Discovery of potent dipeptidyl peptidase IV inhibitors through pharmacophore hybridization and hit-to-lead optimization

分类： 生物学 >> 生态学 提交时间： 2017-11-17

Zeng, SG (Zeng, Shaogao) Xie, H (Xie, Hui) Zeng, LL (Zeng, Li-li) Lu, X (Lu, Xin) Zhao, X (Zhao, Xin) Zhang, GC (Zhang, Gui-cheng) Tu, ZC (Tu, Zheng-chao) Xu, HJ (Xu, Hong-jiang) Yang, L (Yang, Ling) Zhang, XQ (Zhang, Xi-quan) Hu, WH (Hu, Wenhui)

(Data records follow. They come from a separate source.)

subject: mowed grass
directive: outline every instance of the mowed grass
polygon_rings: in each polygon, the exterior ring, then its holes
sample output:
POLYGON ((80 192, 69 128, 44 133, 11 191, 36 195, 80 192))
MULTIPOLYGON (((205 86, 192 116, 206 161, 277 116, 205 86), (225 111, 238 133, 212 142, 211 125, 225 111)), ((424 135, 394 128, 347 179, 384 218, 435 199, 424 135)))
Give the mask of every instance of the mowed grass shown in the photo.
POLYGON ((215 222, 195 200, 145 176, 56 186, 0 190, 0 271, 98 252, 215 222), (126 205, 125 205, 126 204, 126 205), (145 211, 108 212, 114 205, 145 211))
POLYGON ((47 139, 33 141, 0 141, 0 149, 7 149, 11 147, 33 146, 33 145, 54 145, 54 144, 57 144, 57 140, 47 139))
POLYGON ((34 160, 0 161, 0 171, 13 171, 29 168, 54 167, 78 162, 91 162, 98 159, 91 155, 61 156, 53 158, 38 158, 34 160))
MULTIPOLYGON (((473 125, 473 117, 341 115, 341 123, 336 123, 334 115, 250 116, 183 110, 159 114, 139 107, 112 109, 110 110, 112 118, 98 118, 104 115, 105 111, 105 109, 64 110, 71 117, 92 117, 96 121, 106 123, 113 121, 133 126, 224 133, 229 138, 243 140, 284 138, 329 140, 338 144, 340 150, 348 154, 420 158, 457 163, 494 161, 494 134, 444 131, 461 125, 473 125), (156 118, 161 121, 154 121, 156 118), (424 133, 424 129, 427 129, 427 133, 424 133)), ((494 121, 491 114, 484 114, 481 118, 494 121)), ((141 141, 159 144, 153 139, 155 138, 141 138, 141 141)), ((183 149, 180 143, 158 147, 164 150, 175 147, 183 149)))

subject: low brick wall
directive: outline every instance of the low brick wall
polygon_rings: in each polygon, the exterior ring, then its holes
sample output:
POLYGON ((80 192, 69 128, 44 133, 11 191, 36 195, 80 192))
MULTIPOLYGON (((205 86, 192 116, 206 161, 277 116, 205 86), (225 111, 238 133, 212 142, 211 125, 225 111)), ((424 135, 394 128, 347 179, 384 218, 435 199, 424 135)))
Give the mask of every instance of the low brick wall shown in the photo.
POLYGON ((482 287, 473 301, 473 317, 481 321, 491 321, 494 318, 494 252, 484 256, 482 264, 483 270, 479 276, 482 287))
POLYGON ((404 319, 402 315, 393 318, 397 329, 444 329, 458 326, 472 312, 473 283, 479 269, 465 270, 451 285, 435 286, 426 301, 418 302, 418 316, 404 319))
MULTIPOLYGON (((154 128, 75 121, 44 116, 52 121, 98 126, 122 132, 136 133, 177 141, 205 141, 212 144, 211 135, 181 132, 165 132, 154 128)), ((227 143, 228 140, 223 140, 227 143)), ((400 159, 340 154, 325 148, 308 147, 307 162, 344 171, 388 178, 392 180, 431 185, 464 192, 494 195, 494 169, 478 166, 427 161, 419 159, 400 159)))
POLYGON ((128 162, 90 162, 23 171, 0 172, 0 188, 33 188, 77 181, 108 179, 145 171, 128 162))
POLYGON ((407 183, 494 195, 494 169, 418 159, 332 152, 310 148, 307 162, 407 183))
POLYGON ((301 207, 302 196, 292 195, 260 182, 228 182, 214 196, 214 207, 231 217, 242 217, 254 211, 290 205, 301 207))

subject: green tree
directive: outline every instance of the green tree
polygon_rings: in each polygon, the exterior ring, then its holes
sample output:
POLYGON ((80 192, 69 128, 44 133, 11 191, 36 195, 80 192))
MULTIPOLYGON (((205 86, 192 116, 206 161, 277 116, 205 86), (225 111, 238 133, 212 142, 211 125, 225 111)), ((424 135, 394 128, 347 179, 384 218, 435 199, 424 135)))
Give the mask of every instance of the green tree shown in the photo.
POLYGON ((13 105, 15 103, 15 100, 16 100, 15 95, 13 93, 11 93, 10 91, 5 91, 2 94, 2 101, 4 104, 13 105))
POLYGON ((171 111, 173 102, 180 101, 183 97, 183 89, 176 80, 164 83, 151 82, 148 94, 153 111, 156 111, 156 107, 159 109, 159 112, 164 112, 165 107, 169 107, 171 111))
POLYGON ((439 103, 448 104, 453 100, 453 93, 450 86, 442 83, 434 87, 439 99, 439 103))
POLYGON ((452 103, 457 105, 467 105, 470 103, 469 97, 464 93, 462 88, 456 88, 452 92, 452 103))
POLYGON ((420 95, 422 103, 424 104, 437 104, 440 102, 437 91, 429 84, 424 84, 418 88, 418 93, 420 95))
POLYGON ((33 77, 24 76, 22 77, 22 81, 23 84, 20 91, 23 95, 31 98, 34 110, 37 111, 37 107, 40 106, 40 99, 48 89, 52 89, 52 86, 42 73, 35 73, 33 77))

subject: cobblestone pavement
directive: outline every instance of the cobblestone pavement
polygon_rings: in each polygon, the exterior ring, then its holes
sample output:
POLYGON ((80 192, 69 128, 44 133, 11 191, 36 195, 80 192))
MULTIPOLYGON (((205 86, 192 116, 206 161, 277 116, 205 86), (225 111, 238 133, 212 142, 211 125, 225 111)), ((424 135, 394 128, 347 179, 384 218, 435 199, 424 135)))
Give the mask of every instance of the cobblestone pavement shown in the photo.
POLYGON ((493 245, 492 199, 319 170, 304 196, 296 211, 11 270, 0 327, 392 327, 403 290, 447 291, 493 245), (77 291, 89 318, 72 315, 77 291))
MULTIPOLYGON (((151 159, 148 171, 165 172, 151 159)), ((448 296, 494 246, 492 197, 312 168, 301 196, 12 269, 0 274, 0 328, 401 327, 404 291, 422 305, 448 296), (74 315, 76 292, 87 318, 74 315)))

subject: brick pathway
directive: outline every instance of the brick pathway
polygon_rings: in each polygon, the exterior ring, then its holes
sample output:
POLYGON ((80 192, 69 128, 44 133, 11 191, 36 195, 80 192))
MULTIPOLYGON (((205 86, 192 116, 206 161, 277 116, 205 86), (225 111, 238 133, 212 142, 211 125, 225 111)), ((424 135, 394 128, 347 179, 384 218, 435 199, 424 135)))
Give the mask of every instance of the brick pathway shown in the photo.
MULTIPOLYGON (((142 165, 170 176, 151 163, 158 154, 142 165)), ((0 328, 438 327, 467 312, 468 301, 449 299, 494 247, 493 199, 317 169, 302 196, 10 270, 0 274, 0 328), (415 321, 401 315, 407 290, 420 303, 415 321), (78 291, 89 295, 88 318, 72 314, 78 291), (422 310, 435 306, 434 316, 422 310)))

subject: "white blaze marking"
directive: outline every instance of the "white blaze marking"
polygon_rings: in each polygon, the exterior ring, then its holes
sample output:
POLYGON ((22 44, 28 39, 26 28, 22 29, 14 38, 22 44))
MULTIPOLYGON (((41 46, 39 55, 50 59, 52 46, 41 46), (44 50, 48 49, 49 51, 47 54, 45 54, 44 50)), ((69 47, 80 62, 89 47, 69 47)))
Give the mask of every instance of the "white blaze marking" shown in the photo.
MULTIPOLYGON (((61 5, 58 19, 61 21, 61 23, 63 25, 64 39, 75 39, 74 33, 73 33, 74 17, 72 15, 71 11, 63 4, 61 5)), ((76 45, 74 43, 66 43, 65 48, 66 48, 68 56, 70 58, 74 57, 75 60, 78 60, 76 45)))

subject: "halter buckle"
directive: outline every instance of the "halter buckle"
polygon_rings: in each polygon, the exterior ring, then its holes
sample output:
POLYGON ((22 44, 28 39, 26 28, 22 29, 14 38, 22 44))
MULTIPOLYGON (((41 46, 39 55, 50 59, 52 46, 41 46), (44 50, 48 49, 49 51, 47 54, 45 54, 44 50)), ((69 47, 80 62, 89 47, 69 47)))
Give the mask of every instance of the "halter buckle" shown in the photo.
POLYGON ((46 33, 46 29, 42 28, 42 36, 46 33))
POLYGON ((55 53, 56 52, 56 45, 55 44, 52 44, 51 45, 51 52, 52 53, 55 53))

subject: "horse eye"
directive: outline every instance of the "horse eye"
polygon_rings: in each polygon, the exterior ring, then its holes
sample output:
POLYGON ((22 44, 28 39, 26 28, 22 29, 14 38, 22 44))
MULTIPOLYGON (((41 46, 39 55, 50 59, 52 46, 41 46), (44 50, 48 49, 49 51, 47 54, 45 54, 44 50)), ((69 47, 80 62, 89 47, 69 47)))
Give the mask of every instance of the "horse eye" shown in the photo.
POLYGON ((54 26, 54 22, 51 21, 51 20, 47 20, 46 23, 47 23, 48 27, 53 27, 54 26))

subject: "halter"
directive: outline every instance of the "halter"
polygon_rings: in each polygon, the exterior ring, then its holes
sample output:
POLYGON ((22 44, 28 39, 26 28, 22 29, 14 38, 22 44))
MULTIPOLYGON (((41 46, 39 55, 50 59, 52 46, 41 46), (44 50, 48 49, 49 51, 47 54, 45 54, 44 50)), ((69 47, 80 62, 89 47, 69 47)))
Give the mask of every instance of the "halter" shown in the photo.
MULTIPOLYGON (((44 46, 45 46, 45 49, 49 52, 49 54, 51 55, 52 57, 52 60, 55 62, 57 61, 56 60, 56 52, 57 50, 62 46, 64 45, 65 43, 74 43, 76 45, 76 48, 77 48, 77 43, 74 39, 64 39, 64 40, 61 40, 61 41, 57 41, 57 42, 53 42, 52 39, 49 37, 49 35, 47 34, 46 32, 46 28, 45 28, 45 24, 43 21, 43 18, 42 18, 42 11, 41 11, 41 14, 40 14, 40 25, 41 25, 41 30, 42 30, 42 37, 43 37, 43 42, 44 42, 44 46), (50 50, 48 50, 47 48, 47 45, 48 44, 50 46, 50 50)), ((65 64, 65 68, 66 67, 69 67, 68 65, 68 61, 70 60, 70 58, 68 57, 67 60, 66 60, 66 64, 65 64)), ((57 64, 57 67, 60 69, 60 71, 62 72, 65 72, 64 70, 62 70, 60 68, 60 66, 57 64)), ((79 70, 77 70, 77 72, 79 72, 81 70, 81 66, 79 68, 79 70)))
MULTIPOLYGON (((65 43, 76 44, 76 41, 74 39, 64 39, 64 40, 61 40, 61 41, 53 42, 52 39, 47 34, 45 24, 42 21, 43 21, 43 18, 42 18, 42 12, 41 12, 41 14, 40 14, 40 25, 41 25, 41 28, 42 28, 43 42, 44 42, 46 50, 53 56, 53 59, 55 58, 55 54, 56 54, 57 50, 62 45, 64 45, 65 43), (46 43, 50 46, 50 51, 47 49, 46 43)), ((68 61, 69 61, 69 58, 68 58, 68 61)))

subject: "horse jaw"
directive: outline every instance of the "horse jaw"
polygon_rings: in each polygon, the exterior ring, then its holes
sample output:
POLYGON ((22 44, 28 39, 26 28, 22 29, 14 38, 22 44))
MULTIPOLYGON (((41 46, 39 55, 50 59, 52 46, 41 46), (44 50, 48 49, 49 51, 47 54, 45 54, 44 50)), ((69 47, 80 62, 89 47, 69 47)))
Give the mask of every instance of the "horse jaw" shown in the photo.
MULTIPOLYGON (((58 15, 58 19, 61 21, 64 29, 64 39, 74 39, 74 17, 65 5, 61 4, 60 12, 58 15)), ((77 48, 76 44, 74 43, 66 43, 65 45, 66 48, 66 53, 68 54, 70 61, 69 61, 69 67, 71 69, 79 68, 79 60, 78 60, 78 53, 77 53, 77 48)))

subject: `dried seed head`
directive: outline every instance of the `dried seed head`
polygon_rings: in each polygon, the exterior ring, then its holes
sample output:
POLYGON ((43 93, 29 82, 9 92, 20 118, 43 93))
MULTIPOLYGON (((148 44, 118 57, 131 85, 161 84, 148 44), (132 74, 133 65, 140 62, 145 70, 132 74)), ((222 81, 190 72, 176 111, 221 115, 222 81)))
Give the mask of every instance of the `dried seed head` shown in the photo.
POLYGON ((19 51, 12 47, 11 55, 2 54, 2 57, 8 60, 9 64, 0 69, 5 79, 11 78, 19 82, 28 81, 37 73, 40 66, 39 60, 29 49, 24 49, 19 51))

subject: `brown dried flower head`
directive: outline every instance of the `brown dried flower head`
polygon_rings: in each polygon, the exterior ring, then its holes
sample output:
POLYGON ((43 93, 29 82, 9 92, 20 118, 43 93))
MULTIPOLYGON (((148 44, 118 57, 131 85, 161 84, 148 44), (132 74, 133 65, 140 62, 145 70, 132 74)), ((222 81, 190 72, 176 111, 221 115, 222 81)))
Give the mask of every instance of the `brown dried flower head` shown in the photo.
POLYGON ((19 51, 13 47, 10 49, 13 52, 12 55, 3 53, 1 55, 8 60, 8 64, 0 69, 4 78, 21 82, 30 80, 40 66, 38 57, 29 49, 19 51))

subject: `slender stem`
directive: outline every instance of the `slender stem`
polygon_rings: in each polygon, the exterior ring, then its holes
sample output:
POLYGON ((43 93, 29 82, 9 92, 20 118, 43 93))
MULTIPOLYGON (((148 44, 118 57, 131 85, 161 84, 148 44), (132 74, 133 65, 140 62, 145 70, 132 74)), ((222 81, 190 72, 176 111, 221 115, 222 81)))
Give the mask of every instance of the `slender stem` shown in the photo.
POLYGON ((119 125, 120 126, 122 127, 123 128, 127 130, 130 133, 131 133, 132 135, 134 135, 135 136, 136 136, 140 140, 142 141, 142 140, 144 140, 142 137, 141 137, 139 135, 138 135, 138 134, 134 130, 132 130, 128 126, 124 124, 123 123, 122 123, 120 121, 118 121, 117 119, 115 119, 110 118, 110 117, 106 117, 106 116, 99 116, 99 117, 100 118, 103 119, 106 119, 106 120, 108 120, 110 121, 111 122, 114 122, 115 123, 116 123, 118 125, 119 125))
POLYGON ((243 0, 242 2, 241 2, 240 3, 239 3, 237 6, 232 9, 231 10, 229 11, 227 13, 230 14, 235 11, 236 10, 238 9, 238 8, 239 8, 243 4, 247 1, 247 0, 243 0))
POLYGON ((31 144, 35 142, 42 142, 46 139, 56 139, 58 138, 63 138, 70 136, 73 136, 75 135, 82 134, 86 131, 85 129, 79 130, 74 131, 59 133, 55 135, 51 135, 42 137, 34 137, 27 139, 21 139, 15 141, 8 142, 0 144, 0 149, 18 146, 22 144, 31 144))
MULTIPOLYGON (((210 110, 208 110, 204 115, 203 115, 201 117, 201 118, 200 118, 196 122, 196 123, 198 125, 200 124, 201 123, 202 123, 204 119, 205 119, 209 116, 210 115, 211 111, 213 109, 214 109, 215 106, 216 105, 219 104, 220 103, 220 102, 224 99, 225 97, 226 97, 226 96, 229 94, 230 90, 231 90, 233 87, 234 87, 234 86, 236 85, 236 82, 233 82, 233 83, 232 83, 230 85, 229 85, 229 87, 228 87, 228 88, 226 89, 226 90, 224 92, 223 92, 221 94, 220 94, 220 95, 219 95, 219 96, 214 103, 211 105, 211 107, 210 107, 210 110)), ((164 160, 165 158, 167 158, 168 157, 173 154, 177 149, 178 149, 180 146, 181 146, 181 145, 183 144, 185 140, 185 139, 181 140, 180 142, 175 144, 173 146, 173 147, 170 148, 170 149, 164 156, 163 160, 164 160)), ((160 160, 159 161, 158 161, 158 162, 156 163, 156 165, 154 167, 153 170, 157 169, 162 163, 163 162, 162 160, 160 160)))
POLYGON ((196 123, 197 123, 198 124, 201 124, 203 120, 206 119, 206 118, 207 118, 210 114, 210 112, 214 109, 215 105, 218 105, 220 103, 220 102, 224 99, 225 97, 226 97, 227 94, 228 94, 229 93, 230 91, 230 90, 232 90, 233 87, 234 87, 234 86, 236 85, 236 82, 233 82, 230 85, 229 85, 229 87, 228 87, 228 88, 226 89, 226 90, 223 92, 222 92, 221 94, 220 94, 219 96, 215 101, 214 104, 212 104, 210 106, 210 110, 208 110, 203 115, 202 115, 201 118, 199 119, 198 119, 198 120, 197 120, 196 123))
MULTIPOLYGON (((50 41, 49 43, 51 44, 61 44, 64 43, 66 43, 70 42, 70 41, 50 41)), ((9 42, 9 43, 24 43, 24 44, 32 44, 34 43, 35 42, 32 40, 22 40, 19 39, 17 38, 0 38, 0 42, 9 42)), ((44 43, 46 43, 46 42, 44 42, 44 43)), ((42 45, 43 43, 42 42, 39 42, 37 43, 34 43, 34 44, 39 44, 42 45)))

摘要： A novel dipeptidyl peptidase IV inhibitor hit (5, IC50 = 0.86 mu M) was structurally derived from our recently disclosed preclinical candidate 4 by replacing the cyanobenzyl with a butynyl based on pharmacophore hybridization. A hit-to-lead optimization effort was then initiated to improve its potency. Most N-substituted analogs exhibited good in vitro activity, and compound 180 (IC50 = 1.55 nM) was identified to be a potent dipeptidyl peptidase IV inhibitor with a significantly improved pharmacokinetic properties (bioavailablity: 41% vs 82.9%; T-1/2: 2 h vs 4.9 h). (C) 2013 Elsevier Ltd. All rights reserved.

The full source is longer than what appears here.